My code for handling my pipeline result looks like this (some snipped for brevity's sake):
PipelineResult result = pipeline.run();
switch (result.getState()) {
case DONE: {
handleDone();
break;
}
case FAILED: {
handleFailed();
break;
}
case CANCELLED: {
handleCancelled();
break;
}
case UNKNOWN:
case RUNNING:
case STOPPED: {
handleUnknownRunningStopped();
break;
}
default: {
assert false;
throw new IllegalStateException();
}
}
However, I've noticed that instead of returning a value of the enum PipelineResult.State
for e.g. FAILED
or CANCELLED
, an exception is thrown:
DataflowJobExecutionException
is thrown DataflowJobCancelledException
is thrownWhat is the correct way (programmatically) to handle the result of a pipeline?
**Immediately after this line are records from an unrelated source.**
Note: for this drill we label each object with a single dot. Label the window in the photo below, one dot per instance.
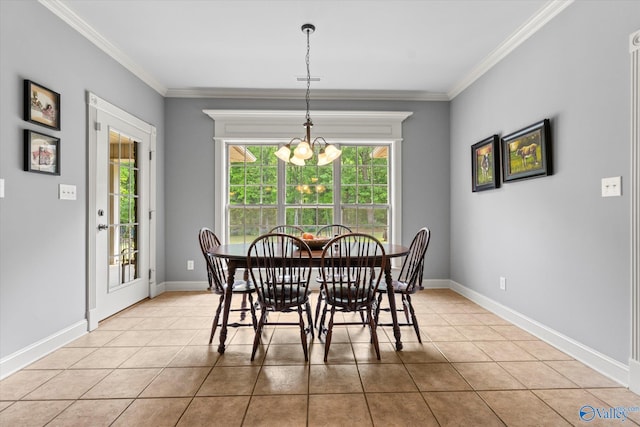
(264, 192)
(369, 139)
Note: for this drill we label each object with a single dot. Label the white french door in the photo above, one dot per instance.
(119, 212)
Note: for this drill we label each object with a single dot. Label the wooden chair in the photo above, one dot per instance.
(292, 230)
(409, 280)
(330, 231)
(280, 265)
(351, 267)
(217, 276)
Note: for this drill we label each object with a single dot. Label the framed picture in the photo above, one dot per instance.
(485, 160)
(41, 153)
(41, 105)
(527, 152)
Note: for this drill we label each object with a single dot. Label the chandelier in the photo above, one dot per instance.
(305, 148)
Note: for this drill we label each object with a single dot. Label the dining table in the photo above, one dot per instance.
(236, 255)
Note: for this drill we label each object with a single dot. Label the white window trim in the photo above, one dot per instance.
(278, 126)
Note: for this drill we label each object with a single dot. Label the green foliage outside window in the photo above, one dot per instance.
(308, 198)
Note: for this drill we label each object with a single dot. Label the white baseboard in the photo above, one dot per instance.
(21, 358)
(436, 283)
(185, 286)
(634, 376)
(602, 363)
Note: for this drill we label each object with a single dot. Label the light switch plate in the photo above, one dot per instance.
(67, 192)
(612, 186)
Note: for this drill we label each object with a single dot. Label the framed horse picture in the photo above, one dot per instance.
(485, 161)
(527, 152)
(41, 105)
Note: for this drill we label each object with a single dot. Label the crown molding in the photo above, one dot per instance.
(350, 95)
(58, 8)
(526, 30)
(537, 21)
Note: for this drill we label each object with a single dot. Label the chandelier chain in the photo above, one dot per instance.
(308, 97)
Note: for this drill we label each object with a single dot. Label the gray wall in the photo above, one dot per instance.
(563, 249)
(190, 176)
(43, 239)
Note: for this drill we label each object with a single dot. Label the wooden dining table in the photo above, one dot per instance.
(236, 256)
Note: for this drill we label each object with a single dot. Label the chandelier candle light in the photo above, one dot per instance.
(305, 148)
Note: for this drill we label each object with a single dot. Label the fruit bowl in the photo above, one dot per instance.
(316, 243)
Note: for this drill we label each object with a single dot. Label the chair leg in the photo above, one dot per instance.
(374, 333)
(309, 319)
(327, 341)
(216, 318)
(318, 304)
(256, 338)
(321, 327)
(303, 333)
(377, 315)
(252, 306)
(243, 306)
(405, 306)
(414, 319)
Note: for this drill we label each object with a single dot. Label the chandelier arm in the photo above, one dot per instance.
(308, 94)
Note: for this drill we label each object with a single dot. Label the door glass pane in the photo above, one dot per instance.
(123, 210)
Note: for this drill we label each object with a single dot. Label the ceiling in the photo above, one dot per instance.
(361, 49)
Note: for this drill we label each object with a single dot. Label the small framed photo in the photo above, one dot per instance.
(41, 105)
(485, 161)
(527, 152)
(41, 153)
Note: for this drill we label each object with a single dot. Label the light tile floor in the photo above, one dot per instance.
(151, 365)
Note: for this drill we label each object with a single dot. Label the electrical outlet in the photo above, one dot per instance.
(66, 192)
(611, 187)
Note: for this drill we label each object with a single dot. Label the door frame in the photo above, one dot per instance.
(95, 103)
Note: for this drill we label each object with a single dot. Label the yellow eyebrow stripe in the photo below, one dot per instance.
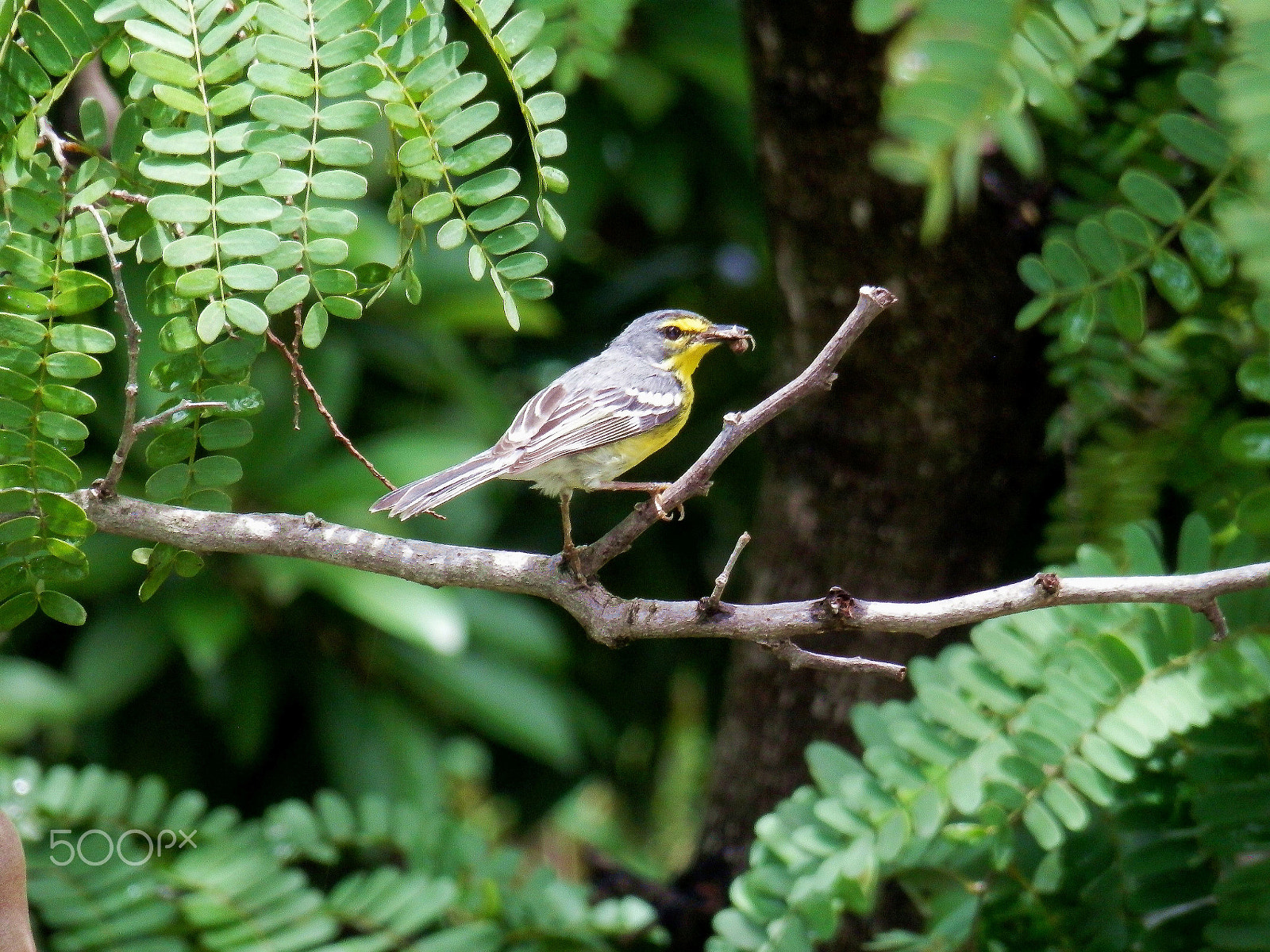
(689, 325)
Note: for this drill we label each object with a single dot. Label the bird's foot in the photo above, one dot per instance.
(572, 556)
(656, 499)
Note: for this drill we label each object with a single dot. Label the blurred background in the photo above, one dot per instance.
(262, 679)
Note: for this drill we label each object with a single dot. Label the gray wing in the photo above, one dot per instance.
(569, 416)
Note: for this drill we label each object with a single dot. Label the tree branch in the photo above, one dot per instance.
(298, 374)
(616, 621)
(738, 427)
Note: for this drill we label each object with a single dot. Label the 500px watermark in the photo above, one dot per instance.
(156, 846)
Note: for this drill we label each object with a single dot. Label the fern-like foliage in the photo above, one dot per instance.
(1089, 777)
(228, 179)
(330, 875)
(967, 79)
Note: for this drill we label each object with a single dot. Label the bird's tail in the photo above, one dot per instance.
(425, 494)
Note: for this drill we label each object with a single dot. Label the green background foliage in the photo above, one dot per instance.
(1087, 777)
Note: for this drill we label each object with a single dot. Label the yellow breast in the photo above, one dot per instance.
(638, 448)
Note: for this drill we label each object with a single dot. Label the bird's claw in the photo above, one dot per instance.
(660, 511)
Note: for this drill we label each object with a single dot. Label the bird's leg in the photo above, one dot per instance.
(569, 551)
(653, 489)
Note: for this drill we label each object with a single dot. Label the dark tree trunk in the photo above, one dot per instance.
(921, 474)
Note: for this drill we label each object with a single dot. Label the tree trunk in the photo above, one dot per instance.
(921, 474)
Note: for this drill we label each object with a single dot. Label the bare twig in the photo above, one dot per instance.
(800, 658)
(1213, 612)
(711, 603)
(129, 432)
(55, 144)
(295, 370)
(818, 376)
(165, 416)
(298, 371)
(609, 619)
(130, 197)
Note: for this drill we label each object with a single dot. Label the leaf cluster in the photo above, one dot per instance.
(1081, 777)
(330, 875)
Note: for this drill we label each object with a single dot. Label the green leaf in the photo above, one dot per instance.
(535, 67)
(247, 315)
(215, 471)
(171, 447)
(476, 155)
(251, 277)
(1200, 90)
(552, 220)
(451, 234)
(452, 94)
(1132, 228)
(1153, 196)
(334, 281)
(533, 289)
(211, 321)
(287, 294)
(61, 607)
(226, 433)
(164, 69)
(75, 292)
(177, 173)
(338, 183)
(1064, 264)
(522, 266)
(522, 29)
(348, 48)
(545, 107)
(552, 143)
(315, 327)
(511, 239)
(17, 609)
(433, 207)
(1099, 248)
(488, 187)
(342, 150)
(248, 209)
(198, 283)
(169, 482)
(283, 80)
(93, 124)
(1198, 141)
(1254, 512)
(44, 42)
(56, 425)
(1124, 300)
(187, 209)
(1175, 281)
(192, 249)
(328, 251)
(1208, 253)
(467, 124)
(436, 67)
(1254, 378)
(1248, 442)
(70, 365)
(83, 336)
(251, 243)
(355, 114)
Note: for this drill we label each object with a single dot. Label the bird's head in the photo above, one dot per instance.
(677, 340)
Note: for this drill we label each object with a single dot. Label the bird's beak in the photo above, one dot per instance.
(730, 334)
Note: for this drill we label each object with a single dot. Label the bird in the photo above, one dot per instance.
(591, 424)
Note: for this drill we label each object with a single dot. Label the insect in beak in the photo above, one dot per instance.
(736, 336)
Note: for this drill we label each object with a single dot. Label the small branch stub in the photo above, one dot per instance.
(710, 605)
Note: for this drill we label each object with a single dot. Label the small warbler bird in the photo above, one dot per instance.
(594, 423)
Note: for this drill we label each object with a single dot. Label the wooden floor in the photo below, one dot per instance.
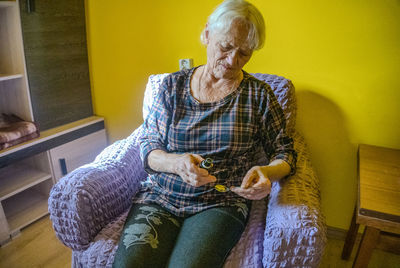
(37, 246)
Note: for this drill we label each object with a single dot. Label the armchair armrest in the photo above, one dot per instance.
(85, 200)
(295, 232)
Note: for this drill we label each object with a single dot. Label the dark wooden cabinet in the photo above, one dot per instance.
(54, 38)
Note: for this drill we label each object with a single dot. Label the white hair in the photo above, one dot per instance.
(226, 13)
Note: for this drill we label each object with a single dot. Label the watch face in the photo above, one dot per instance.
(221, 188)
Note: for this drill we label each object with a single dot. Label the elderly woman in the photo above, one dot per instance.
(187, 214)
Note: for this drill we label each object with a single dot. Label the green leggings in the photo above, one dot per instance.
(153, 237)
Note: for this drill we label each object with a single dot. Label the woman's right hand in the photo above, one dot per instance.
(184, 165)
(187, 167)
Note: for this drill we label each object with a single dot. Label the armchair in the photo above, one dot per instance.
(88, 207)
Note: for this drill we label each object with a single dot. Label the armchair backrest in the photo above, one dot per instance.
(282, 87)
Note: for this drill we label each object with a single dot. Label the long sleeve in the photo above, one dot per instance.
(156, 124)
(277, 143)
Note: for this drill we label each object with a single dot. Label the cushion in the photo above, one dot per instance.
(282, 88)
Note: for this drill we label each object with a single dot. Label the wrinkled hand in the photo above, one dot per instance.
(187, 167)
(256, 185)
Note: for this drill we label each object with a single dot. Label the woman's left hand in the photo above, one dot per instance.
(256, 185)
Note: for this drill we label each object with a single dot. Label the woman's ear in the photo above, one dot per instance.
(206, 34)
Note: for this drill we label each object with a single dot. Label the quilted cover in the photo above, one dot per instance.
(88, 207)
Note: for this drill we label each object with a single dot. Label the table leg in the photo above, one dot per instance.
(368, 242)
(350, 237)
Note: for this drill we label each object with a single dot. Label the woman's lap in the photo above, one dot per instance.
(153, 237)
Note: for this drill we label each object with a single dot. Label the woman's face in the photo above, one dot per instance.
(228, 53)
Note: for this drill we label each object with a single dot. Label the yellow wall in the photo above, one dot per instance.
(342, 56)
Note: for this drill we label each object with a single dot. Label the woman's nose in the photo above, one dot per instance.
(232, 58)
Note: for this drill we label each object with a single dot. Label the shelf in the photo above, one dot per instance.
(16, 178)
(5, 77)
(25, 208)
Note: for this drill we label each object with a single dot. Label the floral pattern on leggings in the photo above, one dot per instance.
(146, 233)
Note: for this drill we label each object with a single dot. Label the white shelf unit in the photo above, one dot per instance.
(29, 170)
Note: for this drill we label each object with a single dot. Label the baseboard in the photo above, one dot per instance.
(336, 233)
(387, 241)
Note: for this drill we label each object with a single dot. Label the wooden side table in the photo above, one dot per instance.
(378, 202)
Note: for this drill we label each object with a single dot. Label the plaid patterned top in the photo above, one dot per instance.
(231, 131)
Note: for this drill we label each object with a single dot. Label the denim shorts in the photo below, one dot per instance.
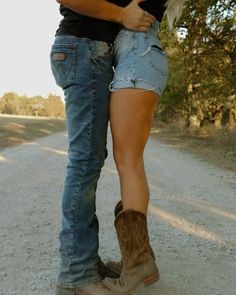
(140, 61)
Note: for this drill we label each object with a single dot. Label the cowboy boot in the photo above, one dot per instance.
(116, 266)
(105, 271)
(138, 264)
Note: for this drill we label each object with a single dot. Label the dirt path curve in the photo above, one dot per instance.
(192, 219)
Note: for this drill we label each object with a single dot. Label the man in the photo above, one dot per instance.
(81, 61)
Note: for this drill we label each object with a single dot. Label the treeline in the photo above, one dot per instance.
(51, 106)
(202, 60)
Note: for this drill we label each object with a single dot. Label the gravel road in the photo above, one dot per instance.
(192, 219)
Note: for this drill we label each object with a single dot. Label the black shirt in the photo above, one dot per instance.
(83, 26)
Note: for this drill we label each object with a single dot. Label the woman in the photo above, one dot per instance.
(140, 77)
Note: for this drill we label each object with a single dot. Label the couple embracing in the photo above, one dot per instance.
(93, 38)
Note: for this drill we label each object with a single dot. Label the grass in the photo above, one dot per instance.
(216, 146)
(16, 129)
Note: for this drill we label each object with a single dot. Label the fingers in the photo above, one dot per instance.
(148, 17)
(139, 1)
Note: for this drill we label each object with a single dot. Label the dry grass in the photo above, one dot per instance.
(16, 129)
(217, 146)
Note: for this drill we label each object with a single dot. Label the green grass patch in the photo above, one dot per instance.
(16, 129)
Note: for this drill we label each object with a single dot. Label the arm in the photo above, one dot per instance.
(132, 16)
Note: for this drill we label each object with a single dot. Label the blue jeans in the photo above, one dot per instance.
(83, 68)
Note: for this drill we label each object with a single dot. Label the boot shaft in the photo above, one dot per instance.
(132, 233)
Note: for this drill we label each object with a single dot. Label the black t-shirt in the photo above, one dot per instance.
(79, 25)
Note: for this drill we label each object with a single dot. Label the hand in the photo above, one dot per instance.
(136, 19)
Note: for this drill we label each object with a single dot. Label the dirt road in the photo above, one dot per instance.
(192, 219)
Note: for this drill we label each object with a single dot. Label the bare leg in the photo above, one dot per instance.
(131, 114)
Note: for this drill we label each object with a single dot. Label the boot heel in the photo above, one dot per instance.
(152, 279)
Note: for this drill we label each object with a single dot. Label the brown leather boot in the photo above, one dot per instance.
(106, 272)
(93, 289)
(138, 263)
(116, 266)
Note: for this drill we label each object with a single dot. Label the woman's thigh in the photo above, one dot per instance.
(131, 114)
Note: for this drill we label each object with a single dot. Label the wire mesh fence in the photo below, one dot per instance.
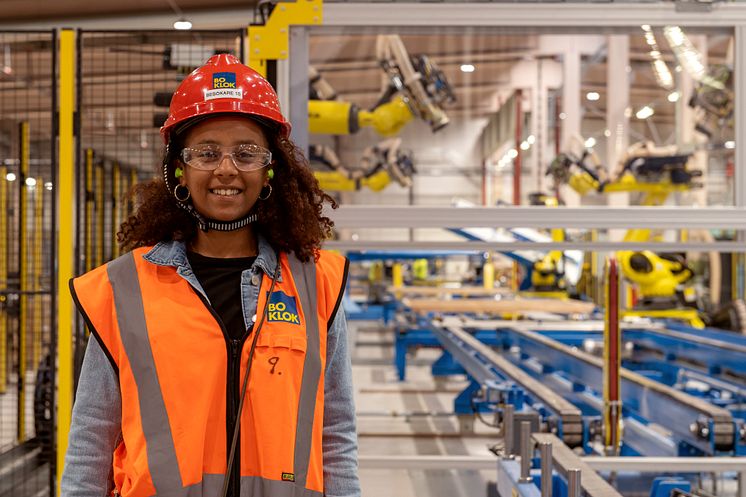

Both DataflowPipelineRunners return the PipelineResult that allows you to query the current status of the pipeline. The DataflowPipelineRunner returns a PipelineResult immediately upon job submission, but the BlockingDataflowPipelineRunner doesn't return it until the job has completed.
In addition, the BlockingDataflowPipeline runner throws an exception if the job does not complete successfully -- since you've specified a blocking run(), we assume you want to know if something goes wrong. So if you've hard coded the Blocking Runner, then relying on an exception is an easy way to handle failure.
Note that the code snippet you wrote uses the more general PipelineResult option, but won't work with the non-blocking runner, since that will return a result while the job is still running.